In one high-profile example, Eversheds acted for Legal & General Property on its £116m purchase of Battersea-based student accommodation Griffon Studios from a joint venture (forged between Berkeley First and Imperial College London), advised by Ashurst. The student flats were a perfect fit for Legal & General Property’s portfolio. The fund has been snapping up long-term investments with solid covenants, paying £50m to finance the hotel and conference element of the Football Association’s national football centre in Burton-on-Trent and acquiring two Tesco stores portfolios, both of which Eversheds advised on.
Eversheds’ work with Legal & General Property also nods towards another development: the increased reliance on insurance companies as investors. It is a trend that is likely to become more important if bank lending becomes scarcer.
“We see a steady flow of new lending from a reasonably solid group of banks and building societies at the moment,” says Toby Barker, head of DLA Piper’s London real estate finance team. “But there’s a long way to go yet and recent references to banks’ exposure to government bonds, quantitative easing and confidence in inter-bank lending are reminders that the market is still fragile.”
Work relating to supermarkets and hotels has been strong this year, according to CMS Cameron McKenna real estate partner Mark Heighton, who adds that his firm’s property practice is budgeting for a small amount of growth (around 5 per cent) in the 2011-12 financial year, on the back of opportunistic buyers.
There has also been talk of investors setting up funds for residential property portfolios for some time, as rents rise steadily in London. But concrete deals are few and far between and many feel that although it is a sector that shows promise, the returns are not yet there.
“There are a number of investors out there who are looking at the detail of how to structure private residential funds, but we haven’t seen any of these come to the market fully yet,” says Ann Byrne, Linklaters’ head of real estate. “The levels of return are still quite low and there’s only a certain type of investor that may find this type of fund attractive: one that’s looking for a safe haven for their money over a long period.”
Banks have yet to start releasing distressed assets in any meaningful way, so there has been little pick up in activity there. However, most partners are confident that in the next couple of years refinancing will provide a steady, though not spectacular, slew of work.
“I get the impression that the banks are shepherding themselves in the direction of doing more disposals,” states one real estate partner at an international law firm.
In short, the figures for real estate teams this year took a definite turn for the better on the back of some exciting deals in the capital and abroad, but they do not herald a sustained rebound and, though thankful for respite after a couple of disastrous years, lawyers are restrained in their analysis of the market.
“Whether what we’re seeing is a genuine return to profit is another matter – it’s difficult to judge,” says Pinsent Masons senior consultant David Taylor. “There’s been no let up in fee pressure and deal volume is low compared with 2007. There’s fierce competition at all levels and firms are taking on work they wouldn’t have done before. You have public sector trusts saying they don’t want to pay more than £160 per hour, but expecting top-quality advice.”
Fortunately, most firms have already cut their cloth to fit a reduced market.

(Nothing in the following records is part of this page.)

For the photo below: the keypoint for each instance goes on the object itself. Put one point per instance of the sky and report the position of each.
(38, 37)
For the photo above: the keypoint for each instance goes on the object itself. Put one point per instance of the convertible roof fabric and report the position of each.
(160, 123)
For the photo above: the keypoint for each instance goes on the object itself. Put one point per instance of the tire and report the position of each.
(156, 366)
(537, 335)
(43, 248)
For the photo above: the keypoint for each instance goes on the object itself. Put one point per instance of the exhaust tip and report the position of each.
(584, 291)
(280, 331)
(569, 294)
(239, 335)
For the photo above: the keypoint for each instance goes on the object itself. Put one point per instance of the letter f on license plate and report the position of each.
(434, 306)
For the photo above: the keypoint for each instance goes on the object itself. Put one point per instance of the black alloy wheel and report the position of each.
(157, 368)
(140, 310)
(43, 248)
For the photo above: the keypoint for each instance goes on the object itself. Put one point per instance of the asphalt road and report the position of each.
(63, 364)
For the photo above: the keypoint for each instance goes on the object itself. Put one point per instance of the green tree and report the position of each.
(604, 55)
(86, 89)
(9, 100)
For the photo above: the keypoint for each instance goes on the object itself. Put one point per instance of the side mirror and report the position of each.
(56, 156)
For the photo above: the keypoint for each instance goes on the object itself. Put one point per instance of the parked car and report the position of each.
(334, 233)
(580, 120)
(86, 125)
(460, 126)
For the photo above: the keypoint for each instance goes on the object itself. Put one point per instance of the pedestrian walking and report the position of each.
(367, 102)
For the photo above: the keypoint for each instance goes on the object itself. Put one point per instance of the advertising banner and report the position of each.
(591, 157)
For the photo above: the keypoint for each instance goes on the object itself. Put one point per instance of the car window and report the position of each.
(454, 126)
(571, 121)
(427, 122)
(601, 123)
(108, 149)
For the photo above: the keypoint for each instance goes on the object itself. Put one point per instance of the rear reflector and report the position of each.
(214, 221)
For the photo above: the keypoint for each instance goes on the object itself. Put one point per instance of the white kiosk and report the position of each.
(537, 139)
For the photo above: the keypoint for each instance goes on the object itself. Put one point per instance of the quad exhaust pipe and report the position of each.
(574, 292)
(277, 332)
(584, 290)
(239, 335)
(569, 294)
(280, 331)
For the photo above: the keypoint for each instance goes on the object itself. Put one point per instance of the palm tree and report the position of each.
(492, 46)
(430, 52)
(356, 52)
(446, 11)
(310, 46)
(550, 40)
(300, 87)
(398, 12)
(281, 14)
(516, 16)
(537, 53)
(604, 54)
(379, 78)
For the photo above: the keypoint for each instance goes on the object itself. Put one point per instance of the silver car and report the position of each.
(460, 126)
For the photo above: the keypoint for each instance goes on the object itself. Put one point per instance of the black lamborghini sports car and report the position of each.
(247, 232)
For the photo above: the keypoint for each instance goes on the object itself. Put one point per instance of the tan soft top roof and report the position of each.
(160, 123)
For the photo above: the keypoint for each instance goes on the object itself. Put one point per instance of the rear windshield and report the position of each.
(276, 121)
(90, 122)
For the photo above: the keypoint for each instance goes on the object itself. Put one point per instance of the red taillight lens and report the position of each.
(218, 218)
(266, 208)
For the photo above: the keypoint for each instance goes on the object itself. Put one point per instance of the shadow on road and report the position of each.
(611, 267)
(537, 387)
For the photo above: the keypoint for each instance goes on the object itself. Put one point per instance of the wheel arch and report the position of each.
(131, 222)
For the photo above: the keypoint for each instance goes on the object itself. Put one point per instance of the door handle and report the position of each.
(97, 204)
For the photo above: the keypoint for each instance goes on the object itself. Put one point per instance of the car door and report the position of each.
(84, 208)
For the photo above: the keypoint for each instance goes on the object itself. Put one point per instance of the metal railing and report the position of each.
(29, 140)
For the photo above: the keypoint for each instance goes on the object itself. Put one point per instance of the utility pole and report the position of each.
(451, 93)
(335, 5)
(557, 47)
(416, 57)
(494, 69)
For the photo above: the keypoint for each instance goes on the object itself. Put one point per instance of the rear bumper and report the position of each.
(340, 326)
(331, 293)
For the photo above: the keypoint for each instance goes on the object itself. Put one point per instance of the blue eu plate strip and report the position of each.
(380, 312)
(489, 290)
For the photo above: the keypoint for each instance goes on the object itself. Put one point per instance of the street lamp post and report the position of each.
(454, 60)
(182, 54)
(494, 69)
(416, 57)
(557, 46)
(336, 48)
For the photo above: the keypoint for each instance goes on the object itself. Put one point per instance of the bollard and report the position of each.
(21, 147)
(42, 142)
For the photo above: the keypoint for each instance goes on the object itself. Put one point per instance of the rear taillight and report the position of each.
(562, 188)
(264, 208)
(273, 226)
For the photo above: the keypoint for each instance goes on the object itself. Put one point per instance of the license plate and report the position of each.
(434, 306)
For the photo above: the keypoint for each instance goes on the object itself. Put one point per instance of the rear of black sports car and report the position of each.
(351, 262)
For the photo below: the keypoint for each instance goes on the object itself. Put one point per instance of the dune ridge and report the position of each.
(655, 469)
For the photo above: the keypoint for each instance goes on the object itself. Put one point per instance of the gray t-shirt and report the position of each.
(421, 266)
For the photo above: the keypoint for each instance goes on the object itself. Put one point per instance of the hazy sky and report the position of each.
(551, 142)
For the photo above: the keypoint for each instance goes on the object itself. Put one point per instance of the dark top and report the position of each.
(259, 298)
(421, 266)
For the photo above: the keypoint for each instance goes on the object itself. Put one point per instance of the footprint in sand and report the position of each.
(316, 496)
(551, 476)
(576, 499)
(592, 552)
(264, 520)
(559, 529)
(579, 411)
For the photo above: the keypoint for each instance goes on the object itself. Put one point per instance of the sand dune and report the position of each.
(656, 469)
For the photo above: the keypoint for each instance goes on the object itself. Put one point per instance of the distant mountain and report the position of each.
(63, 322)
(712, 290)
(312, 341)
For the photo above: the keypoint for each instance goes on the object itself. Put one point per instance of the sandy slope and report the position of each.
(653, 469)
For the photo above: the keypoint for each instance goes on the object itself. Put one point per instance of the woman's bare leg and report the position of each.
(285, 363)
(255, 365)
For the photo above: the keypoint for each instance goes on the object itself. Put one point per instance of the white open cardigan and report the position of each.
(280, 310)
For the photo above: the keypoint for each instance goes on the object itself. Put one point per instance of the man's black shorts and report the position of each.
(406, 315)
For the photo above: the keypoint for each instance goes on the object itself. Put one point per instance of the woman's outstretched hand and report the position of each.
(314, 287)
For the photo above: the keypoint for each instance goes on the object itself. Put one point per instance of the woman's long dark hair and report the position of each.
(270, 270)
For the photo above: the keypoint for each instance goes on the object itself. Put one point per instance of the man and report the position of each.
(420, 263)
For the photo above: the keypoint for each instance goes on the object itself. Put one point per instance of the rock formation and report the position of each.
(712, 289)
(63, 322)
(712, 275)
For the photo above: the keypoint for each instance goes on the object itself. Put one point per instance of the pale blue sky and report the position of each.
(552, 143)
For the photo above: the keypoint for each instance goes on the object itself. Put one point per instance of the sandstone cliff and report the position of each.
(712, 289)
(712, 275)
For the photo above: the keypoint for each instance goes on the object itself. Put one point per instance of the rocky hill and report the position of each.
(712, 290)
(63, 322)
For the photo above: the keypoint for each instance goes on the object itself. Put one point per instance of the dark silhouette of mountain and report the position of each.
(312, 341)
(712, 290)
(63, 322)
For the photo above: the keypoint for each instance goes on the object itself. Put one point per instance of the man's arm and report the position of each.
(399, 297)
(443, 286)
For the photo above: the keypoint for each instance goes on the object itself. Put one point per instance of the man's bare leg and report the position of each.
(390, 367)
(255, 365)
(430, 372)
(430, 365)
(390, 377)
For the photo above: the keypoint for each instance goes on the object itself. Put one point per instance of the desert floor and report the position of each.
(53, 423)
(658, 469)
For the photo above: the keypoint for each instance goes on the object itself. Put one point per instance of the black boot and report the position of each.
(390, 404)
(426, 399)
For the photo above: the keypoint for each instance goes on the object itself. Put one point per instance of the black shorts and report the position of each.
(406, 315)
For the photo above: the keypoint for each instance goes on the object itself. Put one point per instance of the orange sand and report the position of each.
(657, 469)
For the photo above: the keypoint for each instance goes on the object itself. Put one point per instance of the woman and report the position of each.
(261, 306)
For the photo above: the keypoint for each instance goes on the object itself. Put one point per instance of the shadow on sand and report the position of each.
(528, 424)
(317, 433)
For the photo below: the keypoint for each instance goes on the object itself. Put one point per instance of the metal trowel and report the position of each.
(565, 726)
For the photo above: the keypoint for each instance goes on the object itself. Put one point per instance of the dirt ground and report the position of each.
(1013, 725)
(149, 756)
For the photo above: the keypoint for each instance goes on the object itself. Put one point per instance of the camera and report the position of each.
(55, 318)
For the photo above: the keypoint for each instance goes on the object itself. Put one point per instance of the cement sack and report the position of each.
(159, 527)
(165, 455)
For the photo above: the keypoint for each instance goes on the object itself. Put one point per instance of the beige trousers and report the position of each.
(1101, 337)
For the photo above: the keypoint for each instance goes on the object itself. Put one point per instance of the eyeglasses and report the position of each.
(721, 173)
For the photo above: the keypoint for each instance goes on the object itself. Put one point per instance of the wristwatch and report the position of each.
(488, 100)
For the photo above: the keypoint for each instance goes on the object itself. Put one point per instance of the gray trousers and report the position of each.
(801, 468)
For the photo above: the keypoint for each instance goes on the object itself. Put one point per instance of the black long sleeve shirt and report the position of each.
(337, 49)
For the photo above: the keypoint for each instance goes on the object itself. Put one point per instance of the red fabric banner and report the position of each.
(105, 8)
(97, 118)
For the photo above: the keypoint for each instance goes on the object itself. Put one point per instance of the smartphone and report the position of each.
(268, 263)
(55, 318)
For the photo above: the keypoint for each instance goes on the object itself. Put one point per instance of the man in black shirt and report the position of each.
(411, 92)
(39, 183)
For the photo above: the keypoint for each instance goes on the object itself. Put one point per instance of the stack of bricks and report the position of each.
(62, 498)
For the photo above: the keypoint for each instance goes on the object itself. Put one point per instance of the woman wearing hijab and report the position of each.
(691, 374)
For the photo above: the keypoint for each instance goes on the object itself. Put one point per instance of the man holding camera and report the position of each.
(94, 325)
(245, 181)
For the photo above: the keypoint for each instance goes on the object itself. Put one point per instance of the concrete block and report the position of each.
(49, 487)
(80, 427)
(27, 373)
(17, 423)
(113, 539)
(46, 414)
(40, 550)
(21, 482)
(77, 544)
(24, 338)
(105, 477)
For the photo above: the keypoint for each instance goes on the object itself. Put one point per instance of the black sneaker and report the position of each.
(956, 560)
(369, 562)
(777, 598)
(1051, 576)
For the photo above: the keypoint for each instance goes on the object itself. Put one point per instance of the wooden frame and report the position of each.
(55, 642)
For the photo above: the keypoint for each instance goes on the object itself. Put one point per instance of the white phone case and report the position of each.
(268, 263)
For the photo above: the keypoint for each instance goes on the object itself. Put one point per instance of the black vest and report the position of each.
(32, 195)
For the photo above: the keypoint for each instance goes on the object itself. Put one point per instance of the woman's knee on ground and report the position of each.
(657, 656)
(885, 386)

In fact, the promising turnover figures posted by the top firms owe as much to internal restructuring as they do a pick up in work.
Meanwhile, the economic woes of Greece and the downgrading of US debt have created a lot of uncertainty in the past month or two. One real estate partner says: “In the past three to four weeks, banks have gone backwards, regardless of what they say.”
It is far too early to say whether the sector will slip back into a critical condition on the back of recent troubles, but it is clear that the road to recovery will be long and slow.
As one partner sums up the situation: “It’s still a difficult market – a bloody impossible market in some ways – but we’re tackling it in the best way we can.”